Hochreutener Norbert · Nationalrat · 2004-10-05
Hochreutener Norbert · Nationalrat · Bern · Christlichdemokratische Fraktion · 2004-10-05
Wortprotokoll
Die CVP-Fraktion stimmt für Eintreten auf diese Vorlage. Ich spreche jetzt zur Vorlage 1, und Herr Chevrier wird sich dann zur Vorlage 3 äussern.
Eine Totalrevision der Bundesrechtspflege bewegt sich immer zwischen zwei Extremen: Entweder öffnet sie den Zugang zum Bundesgericht zu weit, sodass das Bundesgericht seine Aufgabe als höchstes Gericht - für eine einheitliche Anwendung und die Durchsetzung des Bundesrechtes zu sorgen - nicht mehr befriedigend wahrnehmen kann, oder es verengt den Zugang so sehr, dass die Vorlage dann später in der Volksabstimmung stirbt.
Die Qualität des Bundesgerichtes bemisst sich nicht daran, dass jeder der Ehre teilhaftig werden kann, vom höchsten Gericht des Landes ein drittes und letztes Mal gesagt zu bekommen, dass er nun wirklich Recht oder Unrecht hat. Mit anderen Worten: Die Qualität unseres Rechtssystems bemisst sich nicht daran, dass das Bundesgericht möglichst viele Fälle entscheidet. Im Gegenteil: Eine Überlastung des Bundesgerichtes führt entweder zur Entstehung einer "Urteilsfabrik", d. h. zu einem Absinken der Qualität, oder zu einer Erweiterung des Bundesgerichtes in einem Ausmass, das der Einheit des Gerichtes und der Rechtsprechung abträglich ist. Damit könnte das Bundesgericht seiner wirklichen Hauptaufgabe nicht mehr gerecht werden, nämlich erstens die einheitliche Anwendung des Bundesrechtes zu gewährleisten, zweitens das Recht weiterzuentwickeln und drittens für eine qualitativ hoch stehende Justiz zu sorgen.
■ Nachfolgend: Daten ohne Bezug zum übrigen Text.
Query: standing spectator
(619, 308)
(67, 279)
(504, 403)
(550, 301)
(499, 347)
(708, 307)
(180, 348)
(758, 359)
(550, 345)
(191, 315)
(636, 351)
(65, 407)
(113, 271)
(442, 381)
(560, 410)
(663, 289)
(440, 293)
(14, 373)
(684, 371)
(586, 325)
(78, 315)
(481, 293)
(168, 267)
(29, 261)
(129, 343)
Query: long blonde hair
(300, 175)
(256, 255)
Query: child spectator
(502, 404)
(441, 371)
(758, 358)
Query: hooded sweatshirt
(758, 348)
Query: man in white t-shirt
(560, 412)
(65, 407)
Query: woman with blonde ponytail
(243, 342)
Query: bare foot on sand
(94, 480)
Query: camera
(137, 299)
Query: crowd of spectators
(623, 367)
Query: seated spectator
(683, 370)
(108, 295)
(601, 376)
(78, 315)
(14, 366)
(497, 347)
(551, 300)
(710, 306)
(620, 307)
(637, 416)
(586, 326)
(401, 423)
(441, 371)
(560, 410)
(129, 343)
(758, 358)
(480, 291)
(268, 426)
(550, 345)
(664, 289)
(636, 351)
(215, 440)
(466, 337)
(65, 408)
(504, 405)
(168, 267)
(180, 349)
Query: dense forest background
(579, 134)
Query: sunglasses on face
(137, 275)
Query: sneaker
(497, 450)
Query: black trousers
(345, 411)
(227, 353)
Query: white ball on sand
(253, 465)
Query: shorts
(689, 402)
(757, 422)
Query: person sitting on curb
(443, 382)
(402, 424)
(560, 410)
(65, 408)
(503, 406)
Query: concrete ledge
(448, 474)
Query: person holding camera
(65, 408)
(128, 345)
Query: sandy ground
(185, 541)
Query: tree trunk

Andererseits gibt es das verständliche Bestreben vieler Bürgerinnen und Bürger, eine Garantie dafür zu haben, dass ihre Sache gegebenenfalls vom höchsten Gericht des Landes behandelt wird. Dazu kommt: Die zunehmende Komplexität und gleichzeitige Verrechtlichung der Lebensverhältnisse führen zu einer stärkeren Belastung der Justiz überhaupt und damit auch der obersten Instanz.
In dieser Situation ist jetzt der Gesetzgeber gezwungen, periodisch den Zugang zum Bundesgericht zu überprüfen und gegebenenfalls anzupassen, wie wir das jetzt tun. Möglicherweise wird irgendwann eine radikalere Reform notwendig werden, bei der wir das Bundesgericht in eine Reihe von vorgelagerten Bundesgerichten mit relativ breitem Zugang und ein oberstes Bundesgericht mit einem sehr engen Zugang umgestalten. Eine solche Reform wäre jetzt aber sowohl bezüglich der Chancen in der Volksabstimmung als auch bezüglich der letztendlichen Auswirkungen riskant.
Mit der jetzigen Revision gelang es, eine Lösung zu finden, welche sowohl der Funktionsfähigkeit des Gerichtes als auch dem Wunsch nach einem relativ offenen Zugang Rechnung trägt, also ein Mittelweg, ein vernünftiger Mittelweg, auch ein Kompromiss - Stichwort etwa: Streitwertgrenze. Dabei kommt dem Bundesrat, Bundesrat Blocher, und der Verwaltung, insbesondere dem Bundesamt für Justiz, ein besonderes Verdienst zu. Sie verstanden es, durch neue Vorschläge einen relativ breiten Kompromiss zu ermöglichen; wir haben das gestern ja mehrmals gehört. Dabei wichen sie sehr innovativ von ihrem traditionellen Verhalten bei der Gesetzgebung ab, um eine Vorlage zu retten, und sie haben diese Vorlage damit auch tatsächlich retten können. Mit einem neuen Beschwerderecht hat man auch kreative und neue Lösungen eingebracht. Dafür möchte ich den Beteiligten danken.
Die CVP-Fraktion wird für Eintreten stimmen; sie ist überzeugt, dass noch bestehende Meinungsdifferenzen - die gibt es natürlich - in der Detailberatung ausgeräumt werden können, ohne dass die Gesamtvorlage gefährdet wird.